Friday, Sep. 04, 1964
Triumph for the Trimester
Charles Hall, a strapping (6 ft. 4 in., 210 lbs.) farm boy from Murrysville, Pa., graduated from high school at 18, third in his class, president of the student council, a two-letterman in basketball. He entered the University of Pittsburgh in 1959, when Pitt inaugurated its year-round trimester calendar. Last week, five years after Hall left high school, Pitt Chancellor Edward H. Litchfield draped the academic robes of a Ph.D. in mathematics around his husky young shoulders.

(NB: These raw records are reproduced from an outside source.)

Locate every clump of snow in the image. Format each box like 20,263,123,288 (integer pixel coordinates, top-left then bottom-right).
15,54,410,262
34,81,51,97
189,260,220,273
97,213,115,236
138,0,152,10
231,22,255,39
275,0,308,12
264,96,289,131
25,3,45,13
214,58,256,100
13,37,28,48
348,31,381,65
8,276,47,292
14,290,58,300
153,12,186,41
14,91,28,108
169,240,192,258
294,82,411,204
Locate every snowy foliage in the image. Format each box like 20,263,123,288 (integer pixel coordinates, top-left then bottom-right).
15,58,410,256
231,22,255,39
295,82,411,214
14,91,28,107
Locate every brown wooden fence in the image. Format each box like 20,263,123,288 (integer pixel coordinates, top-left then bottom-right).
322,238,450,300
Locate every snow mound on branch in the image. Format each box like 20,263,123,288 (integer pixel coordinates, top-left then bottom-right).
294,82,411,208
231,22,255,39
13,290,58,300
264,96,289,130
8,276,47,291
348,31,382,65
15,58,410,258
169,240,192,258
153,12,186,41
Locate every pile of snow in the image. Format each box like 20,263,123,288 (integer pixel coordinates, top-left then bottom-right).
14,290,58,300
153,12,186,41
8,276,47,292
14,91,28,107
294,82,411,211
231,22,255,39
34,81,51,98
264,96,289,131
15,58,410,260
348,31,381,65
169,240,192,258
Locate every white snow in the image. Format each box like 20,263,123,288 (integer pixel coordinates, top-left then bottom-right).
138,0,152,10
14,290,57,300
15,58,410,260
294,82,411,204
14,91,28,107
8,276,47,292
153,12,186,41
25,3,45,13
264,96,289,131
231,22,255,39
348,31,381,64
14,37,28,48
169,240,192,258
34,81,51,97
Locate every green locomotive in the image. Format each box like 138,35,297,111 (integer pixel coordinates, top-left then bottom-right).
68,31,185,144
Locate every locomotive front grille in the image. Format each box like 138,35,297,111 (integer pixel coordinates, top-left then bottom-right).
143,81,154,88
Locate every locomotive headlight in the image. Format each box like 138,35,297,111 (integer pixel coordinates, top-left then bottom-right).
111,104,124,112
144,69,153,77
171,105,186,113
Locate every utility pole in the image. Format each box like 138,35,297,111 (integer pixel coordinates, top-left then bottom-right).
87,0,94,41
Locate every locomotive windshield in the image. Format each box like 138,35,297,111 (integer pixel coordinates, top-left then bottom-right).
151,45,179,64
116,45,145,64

Hall not only enrolled in all three 15-week semesters (only two are required to remain in good standing) but also piled on a few extra credits. As a result, he got his B.S. in 2 1/3 academic years. "Those four days of rest between sessions really perked me up," said Hall, who was perky enough to marry a Pitt nursing student and become the father of a son.
Awarding Hall his high-speed degree, Chancellor Litchfield praised the trimester system for making it all possible. "It places another highly skilled man in the service of the nation at an age when his most creative years are ahead of him," he said. It sure did. As a freshman, Hall had registered in the R.O.T.C. The day after he became a Ph.D., 2nd Lieut. Hall left for the Army's Aberdeen Proving Ground in Maryland.